General information
- Type: Interceptor
- Manufacturer: Messerschmitt
- Status: Abandoned
- Primary user: Luftwaffe
- Number built: 0

History
- Developed from: Fieseler Fi 103

= Messerschmitt P.1103 =

Proposed German rocket-powered interceptor

The Messerschmitt P.1103 Panzerjäger and P.1104 were a series of rocket-powered interceptors proposed by Messerschmitt.
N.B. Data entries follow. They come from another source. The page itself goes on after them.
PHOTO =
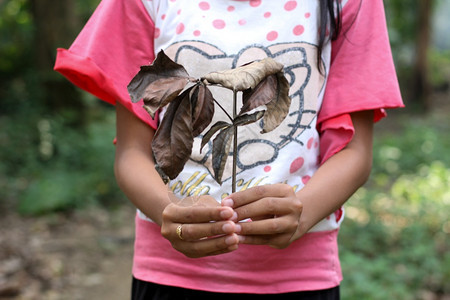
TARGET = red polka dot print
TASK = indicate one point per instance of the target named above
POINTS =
(271, 36)
(290, 5)
(305, 179)
(255, 3)
(180, 28)
(204, 5)
(219, 24)
(296, 165)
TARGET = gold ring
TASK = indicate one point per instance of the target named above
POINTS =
(179, 231)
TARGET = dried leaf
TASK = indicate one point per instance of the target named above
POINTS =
(161, 92)
(172, 144)
(248, 118)
(216, 127)
(278, 108)
(245, 77)
(203, 108)
(220, 151)
(159, 83)
(262, 94)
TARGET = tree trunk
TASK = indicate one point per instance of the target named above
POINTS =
(421, 87)
(56, 25)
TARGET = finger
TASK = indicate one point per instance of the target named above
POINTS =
(196, 214)
(274, 226)
(209, 247)
(194, 232)
(256, 193)
(277, 241)
(266, 207)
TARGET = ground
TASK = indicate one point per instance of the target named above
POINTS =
(84, 254)
(62, 256)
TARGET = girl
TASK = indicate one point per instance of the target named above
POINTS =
(194, 238)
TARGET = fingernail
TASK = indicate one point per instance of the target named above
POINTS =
(228, 202)
(231, 240)
(226, 214)
(241, 238)
(234, 217)
(227, 228)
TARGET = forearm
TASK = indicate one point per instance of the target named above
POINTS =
(137, 178)
(339, 177)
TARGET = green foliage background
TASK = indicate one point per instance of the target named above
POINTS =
(394, 242)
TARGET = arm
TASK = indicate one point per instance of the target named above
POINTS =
(295, 213)
(136, 176)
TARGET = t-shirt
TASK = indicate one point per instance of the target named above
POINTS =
(204, 36)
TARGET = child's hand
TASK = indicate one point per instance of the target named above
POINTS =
(206, 227)
(275, 212)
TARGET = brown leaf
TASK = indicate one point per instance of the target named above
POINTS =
(245, 77)
(208, 135)
(161, 92)
(158, 83)
(172, 144)
(203, 108)
(262, 94)
(220, 151)
(278, 108)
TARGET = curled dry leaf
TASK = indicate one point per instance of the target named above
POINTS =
(172, 143)
(245, 119)
(159, 83)
(216, 127)
(278, 108)
(203, 108)
(245, 77)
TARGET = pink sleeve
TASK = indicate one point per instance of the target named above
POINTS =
(109, 51)
(362, 74)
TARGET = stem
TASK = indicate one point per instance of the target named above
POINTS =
(233, 188)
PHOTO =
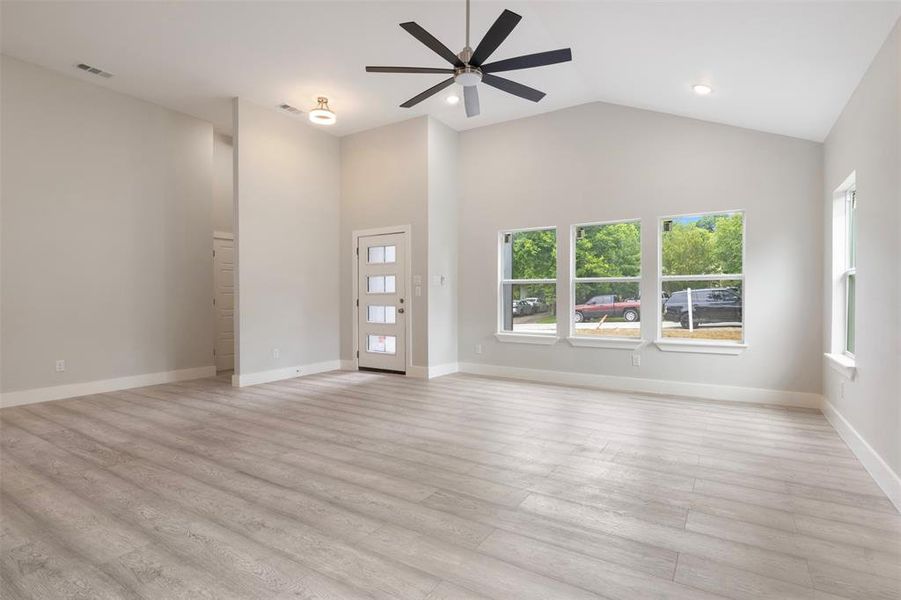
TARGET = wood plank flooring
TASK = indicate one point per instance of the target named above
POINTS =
(360, 485)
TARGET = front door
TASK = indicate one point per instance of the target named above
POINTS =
(382, 310)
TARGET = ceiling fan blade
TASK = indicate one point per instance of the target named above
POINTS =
(407, 70)
(495, 36)
(429, 92)
(471, 100)
(431, 42)
(511, 87)
(528, 61)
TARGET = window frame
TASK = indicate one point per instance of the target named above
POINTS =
(513, 336)
(602, 341)
(849, 267)
(698, 345)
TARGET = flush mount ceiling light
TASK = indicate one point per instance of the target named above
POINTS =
(321, 115)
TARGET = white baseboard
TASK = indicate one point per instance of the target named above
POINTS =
(650, 386)
(878, 469)
(71, 390)
(445, 369)
(418, 372)
(245, 379)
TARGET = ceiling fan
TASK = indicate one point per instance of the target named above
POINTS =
(469, 66)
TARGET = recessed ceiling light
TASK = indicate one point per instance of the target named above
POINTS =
(321, 115)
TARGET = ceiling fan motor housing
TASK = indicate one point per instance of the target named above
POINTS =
(467, 76)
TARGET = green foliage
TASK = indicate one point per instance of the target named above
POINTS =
(609, 251)
(535, 254)
(711, 244)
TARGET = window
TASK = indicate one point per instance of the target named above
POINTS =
(701, 277)
(528, 282)
(606, 280)
(848, 251)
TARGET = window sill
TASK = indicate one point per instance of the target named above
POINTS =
(585, 341)
(526, 338)
(845, 365)
(700, 347)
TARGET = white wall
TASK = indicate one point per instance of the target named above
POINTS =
(223, 183)
(106, 233)
(600, 162)
(288, 184)
(866, 140)
(384, 183)
(443, 217)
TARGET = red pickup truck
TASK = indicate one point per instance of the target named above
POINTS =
(608, 305)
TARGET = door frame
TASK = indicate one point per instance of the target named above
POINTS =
(408, 277)
(225, 235)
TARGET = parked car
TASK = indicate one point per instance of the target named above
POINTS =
(538, 305)
(709, 305)
(522, 308)
(610, 306)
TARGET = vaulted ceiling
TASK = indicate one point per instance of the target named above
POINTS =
(787, 68)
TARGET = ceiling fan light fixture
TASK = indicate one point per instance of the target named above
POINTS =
(322, 115)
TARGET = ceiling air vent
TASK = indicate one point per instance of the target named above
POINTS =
(291, 109)
(94, 70)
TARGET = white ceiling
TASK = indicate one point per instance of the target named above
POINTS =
(787, 67)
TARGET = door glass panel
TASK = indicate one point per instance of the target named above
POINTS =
(382, 254)
(381, 314)
(380, 284)
(381, 344)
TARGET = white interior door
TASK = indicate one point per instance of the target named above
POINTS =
(224, 302)
(382, 310)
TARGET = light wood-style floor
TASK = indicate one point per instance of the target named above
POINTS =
(359, 485)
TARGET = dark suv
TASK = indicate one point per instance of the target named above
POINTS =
(710, 305)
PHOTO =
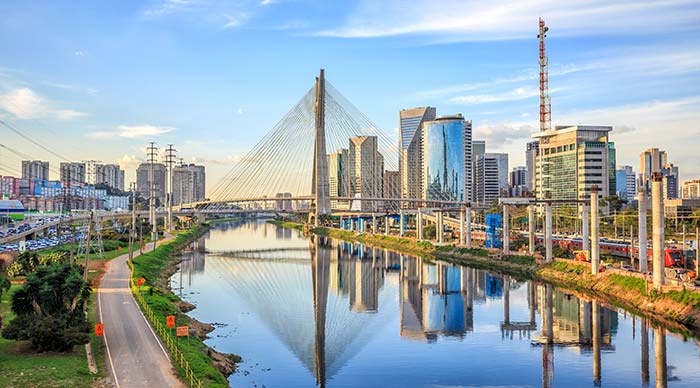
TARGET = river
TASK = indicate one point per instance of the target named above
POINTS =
(305, 312)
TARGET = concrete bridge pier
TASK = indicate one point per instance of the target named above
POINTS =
(595, 235)
(548, 232)
(468, 236)
(419, 224)
(461, 227)
(643, 259)
(506, 230)
(586, 243)
(657, 215)
(531, 228)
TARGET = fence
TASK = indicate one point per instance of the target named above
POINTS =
(165, 335)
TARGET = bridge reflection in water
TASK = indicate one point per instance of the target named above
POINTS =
(346, 283)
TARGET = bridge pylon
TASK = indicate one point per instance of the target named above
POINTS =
(320, 181)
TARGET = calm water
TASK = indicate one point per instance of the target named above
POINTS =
(319, 312)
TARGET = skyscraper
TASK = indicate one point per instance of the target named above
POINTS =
(189, 184)
(571, 160)
(110, 174)
(73, 174)
(531, 153)
(366, 169)
(447, 159)
(339, 177)
(35, 169)
(411, 123)
(626, 183)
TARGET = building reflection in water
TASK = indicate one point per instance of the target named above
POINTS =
(436, 299)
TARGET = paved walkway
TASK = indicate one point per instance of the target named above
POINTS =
(135, 355)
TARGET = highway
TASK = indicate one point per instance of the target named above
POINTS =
(135, 356)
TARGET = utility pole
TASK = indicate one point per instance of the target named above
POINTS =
(152, 154)
(132, 233)
(170, 159)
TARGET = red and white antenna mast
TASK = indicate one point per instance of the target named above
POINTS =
(545, 103)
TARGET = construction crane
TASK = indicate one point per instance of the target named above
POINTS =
(545, 103)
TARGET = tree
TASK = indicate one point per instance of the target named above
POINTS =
(4, 285)
(49, 309)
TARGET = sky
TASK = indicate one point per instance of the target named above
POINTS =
(95, 80)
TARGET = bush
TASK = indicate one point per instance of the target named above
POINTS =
(49, 309)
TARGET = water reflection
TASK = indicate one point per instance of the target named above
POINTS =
(327, 301)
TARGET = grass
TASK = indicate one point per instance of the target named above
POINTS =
(21, 367)
(151, 266)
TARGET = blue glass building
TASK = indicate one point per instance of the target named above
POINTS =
(447, 159)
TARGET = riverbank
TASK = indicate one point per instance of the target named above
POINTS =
(156, 267)
(674, 306)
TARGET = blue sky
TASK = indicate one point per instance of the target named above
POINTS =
(97, 80)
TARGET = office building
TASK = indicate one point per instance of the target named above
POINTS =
(73, 174)
(339, 177)
(478, 148)
(143, 181)
(109, 174)
(189, 184)
(447, 160)
(691, 189)
(411, 123)
(571, 160)
(491, 177)
(626, 183)
(35, 169)
(531, 154)
(366, 169)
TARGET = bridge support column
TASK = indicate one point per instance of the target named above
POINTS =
(595, 234)
(586, 240)
(643, 259)
(506, 230)
(461, 227)
(419, 224)
(657, 215)
(531, 228)
(468, 215)
(548, 232)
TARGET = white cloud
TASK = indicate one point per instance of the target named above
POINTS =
(24, 103)
(472, 20)
(132, 132)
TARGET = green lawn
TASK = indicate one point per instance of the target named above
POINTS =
(21, 367)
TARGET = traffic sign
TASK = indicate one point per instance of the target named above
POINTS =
(182, 331)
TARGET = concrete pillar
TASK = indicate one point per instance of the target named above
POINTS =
(643, 259)
(531, 228)
(461, 227)
(660, 357)
(596, 345)
(468, 235)
(657, 241)
(645, 352)
(595, 236)
(419, 224)
(586, 245)
(548, 232)
(506, 230)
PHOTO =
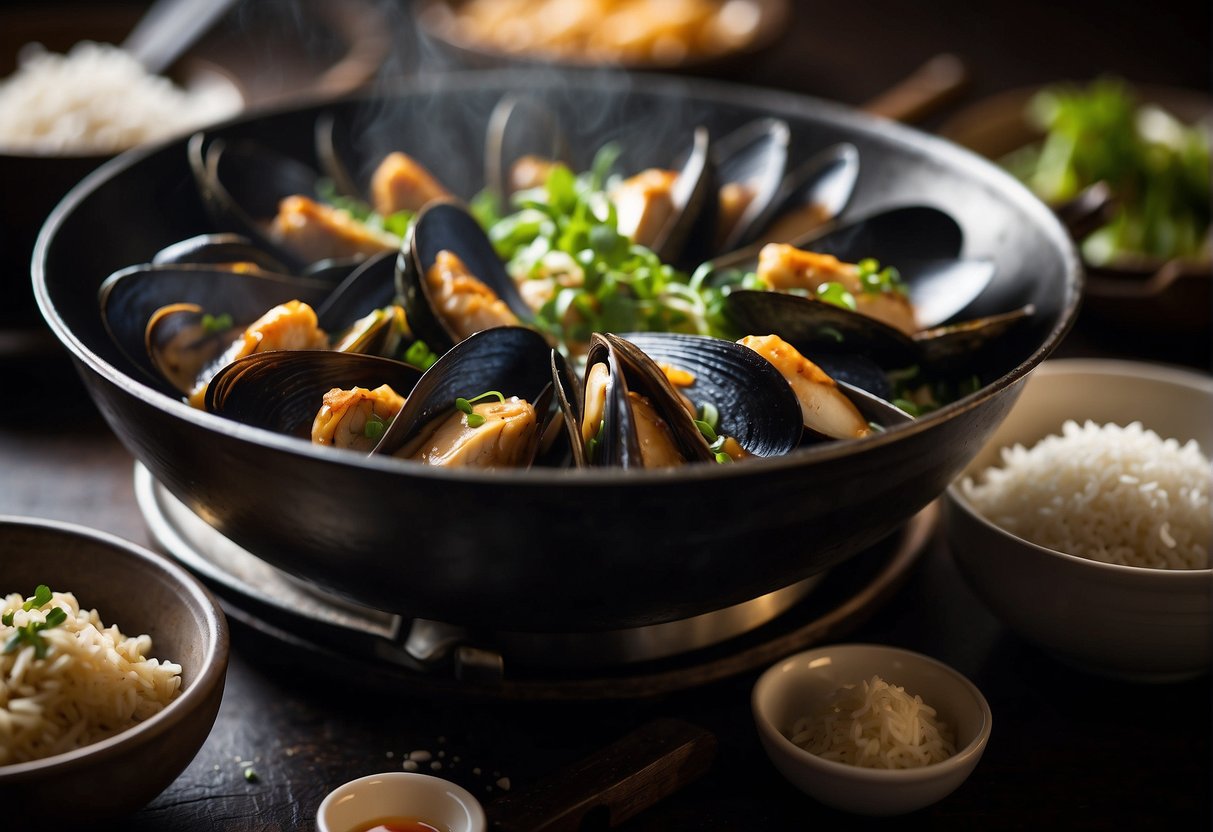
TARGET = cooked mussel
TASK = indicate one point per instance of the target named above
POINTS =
(284, 391)
(189, 305)
(523, 141)
(810, 195)
(750, 165)
(753, 403)
(485, 403)
(630, 415)
(274, 200)
(451, 280)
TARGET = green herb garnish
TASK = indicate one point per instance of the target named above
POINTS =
(40, 598)
(216, 324)
(374, 427)
(30, 633)
(419, 354)
(465, 406)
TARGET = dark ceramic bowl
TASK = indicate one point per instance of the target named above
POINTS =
(553, 550)
(140, 592)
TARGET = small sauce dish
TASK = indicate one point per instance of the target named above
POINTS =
(402, 801)
(799, 684)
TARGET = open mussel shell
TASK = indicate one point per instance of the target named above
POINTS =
(282, 391)
(630, 370)
(688, 238)
(519, 126)
(810, 195)
(513, 360)
(131, 297)
(221, 249)
(910, 233)
(815, 326)
(446, 226)
(756, 158)
(961, 342)
(756, 405)
(241, 184)
(818, 328)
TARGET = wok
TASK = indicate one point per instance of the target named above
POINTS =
(553, 550)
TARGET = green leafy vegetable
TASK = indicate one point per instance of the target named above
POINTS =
(476, 420)
(216, 324)
(1156, 166)
(30, 633)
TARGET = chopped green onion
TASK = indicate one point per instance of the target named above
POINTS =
(374, 427)
(836, 294)
(40, 598)
(216, 324)
(420, 355)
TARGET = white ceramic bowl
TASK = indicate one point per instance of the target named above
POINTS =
(796, 685)
(422, 797)
(1127, 622)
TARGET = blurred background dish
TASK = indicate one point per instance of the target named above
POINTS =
(666, 35)
(802, 688)
(138, 592)
(1146, 245)
(1129, 622)
(255, 50)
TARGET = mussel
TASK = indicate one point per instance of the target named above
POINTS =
(451, 280)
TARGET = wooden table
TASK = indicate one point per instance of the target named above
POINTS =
(1069, 750)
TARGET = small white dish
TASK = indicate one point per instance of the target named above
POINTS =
(796, 685)
(1123, 622)
(398, 795)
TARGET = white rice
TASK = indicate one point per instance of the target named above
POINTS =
(877, 725)
(94, 682)
(97, 98)
(1121, 495)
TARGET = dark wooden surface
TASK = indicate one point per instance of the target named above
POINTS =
(1068, 751)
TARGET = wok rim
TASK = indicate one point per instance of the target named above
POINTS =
(883, 131)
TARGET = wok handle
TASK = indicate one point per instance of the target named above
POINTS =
(614, 784)
(924, 90)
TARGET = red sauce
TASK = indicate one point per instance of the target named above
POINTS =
(398, 825)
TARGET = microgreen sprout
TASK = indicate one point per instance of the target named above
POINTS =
(419, 354)
(374, 427)
(216, 324)
(476, 420)
(30, 633)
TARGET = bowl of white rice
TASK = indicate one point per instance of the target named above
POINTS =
(1086, 525)
(112, 670)
(871, 729)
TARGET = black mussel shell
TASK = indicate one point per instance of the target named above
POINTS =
(632, 370)
(813, 194)
(511, 359)
(756, 405)
(753, 155)
(218, 250)
(130, 297)
(440, 226)
(241, 186)
(519, 126)
(282, 391)
(688, 238)
(815, 328)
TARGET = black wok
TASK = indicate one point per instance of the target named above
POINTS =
(552, 550)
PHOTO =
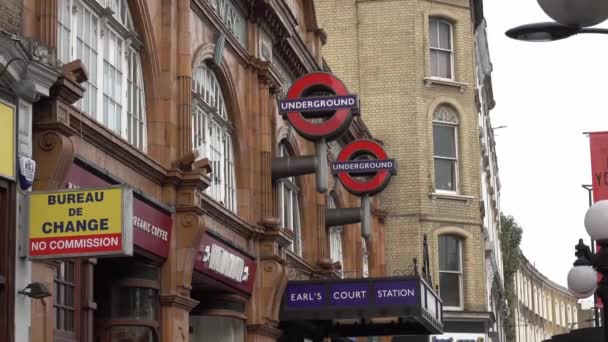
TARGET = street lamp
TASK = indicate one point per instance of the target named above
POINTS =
(576, 12)
(582, 278)
(571, 17)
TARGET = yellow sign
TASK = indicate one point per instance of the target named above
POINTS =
(7, 141)
(81, 222)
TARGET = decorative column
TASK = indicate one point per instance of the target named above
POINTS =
(187, 180)
(184, 78)
(47, 15)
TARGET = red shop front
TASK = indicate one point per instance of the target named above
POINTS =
(222, 282)
(126, 290)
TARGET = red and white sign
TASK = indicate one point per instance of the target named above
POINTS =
(226, 264)
(599, 165)
(338, 120)
(151, 226)
(599, 177)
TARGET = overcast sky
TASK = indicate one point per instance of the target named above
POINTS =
(547, 94)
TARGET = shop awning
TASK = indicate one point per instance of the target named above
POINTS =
(361, 307)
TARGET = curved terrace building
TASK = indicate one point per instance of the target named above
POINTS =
(543, 308)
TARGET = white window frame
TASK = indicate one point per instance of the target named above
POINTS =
(212, 135)
(336, 250)
(288, 186)
(99, 31)
(460, 307)
(447, 120)
(435, 20)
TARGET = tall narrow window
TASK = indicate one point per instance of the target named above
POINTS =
(450, 271)
(109, 48)
(289, 208)
(65, 284)
(445, 148)
(335, 237)
(212, 135)
(442, 49)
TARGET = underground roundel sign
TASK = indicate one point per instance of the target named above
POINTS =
(363, 167)
(321, 96)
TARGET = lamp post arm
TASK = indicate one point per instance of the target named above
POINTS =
(593, 30)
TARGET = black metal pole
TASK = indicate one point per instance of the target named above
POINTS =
(601, 265)
(596, 312)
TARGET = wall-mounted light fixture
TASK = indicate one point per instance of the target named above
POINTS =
(36, 291)
(23, 88)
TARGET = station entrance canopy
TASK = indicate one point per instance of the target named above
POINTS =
(360, 307)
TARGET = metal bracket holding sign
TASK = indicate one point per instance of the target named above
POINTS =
(80, 223)
(319, 107)
(364, 170)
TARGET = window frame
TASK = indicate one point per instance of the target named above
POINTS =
(96, 38)
(210, 117)
(454, 125)
(290, 184)
(62, 335)
(460, 240)
(451, 51)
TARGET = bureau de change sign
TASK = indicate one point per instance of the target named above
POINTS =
(80, 222)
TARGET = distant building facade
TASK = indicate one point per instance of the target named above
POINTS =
(419, 96)
(542, 307)
(490, 181)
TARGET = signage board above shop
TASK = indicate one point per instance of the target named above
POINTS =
(367, 299)
(151, 226)
(226, 264)
(7, 141)
(80, 222)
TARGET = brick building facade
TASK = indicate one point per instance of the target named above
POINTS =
(420, 98)
(177, 100)
(542, 308)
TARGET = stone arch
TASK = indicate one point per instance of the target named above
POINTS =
(150, 59)
(467, 254)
== Design and development ==
The P.1103 and P.1104 were proposed in the early summer of 1944, with drawings for the proposals being finalized in August and September of that year. Both were light-weight interceptors of mostly wood construction and powered by a single rocket engine. The wings and vertical tail were adapted from the V-1 flying bomb. The fighter would be towed into the air behind a Messerschmitt Bf 109G or Messerschmitt Me 262.

The P.1103 and P.1104 were in competition with the Heinkel P.1077 and Bachem Ba 349, the latter being selected by the Luftwaffe over the others. Work on the P.1103 and P.1104 was abandoned in September 1944 to allow Messerchmitt to focus on the Me 262 and P.1101 projects.

== Variants ==
- P.1103/I (P.1103A)
Initial proposal for the P.1103, dated July 6, 1944. It was to have a low-wing configuration and be powered by a Schmidding 109-513 solid-fueled rocket engine and armed with a single 30 mm MK 108 cannon under the cockpit. Pilot sat in a prone position with a single 30 mm MK 108 cannon under the cockpit. External armament was proposed, with either a single Werfer-Granate 21 for aerial targets or a single Werfer-Granate 28/32 for ground targets. Landing was to have been accomplished with a parachute.

- P.1103/II (P.1103B)
Finalized proposal dated September 12, 1944. It was to have a high-wing configuration and be powered by a liquid-fueled Walter RI 202 rocket engine. Pilot sat in an upright position with a single 30 mm MK 108 cannon under the cockpit. Landing was to have been accomplished with a retractable landing skid.

- P.1104/I (P.1104A)
Finalized proposal dated September 12, 1944. It was to have a mid-wing configuration and be powered by a liquid-fueled Walter HWK 109-509A-1 rocket engine. Pilot sat in an upright position with a single 30 mm MK 108 cannon under the cockpit. Landing was to have been accomplished with a retractable landing skid.

- P.1104/II (P.1104B)
Finalized proposal dated September 12, 1944. It was to have a high-wing configuration and be powered by a liquid-fueled Walter HWK 109-509A-1 rocket engine. Pilot sat in an upright position with a single 30 mm MK 108 cannon under the cockpit. Landing was to have been accomplished with a retractable landing skid.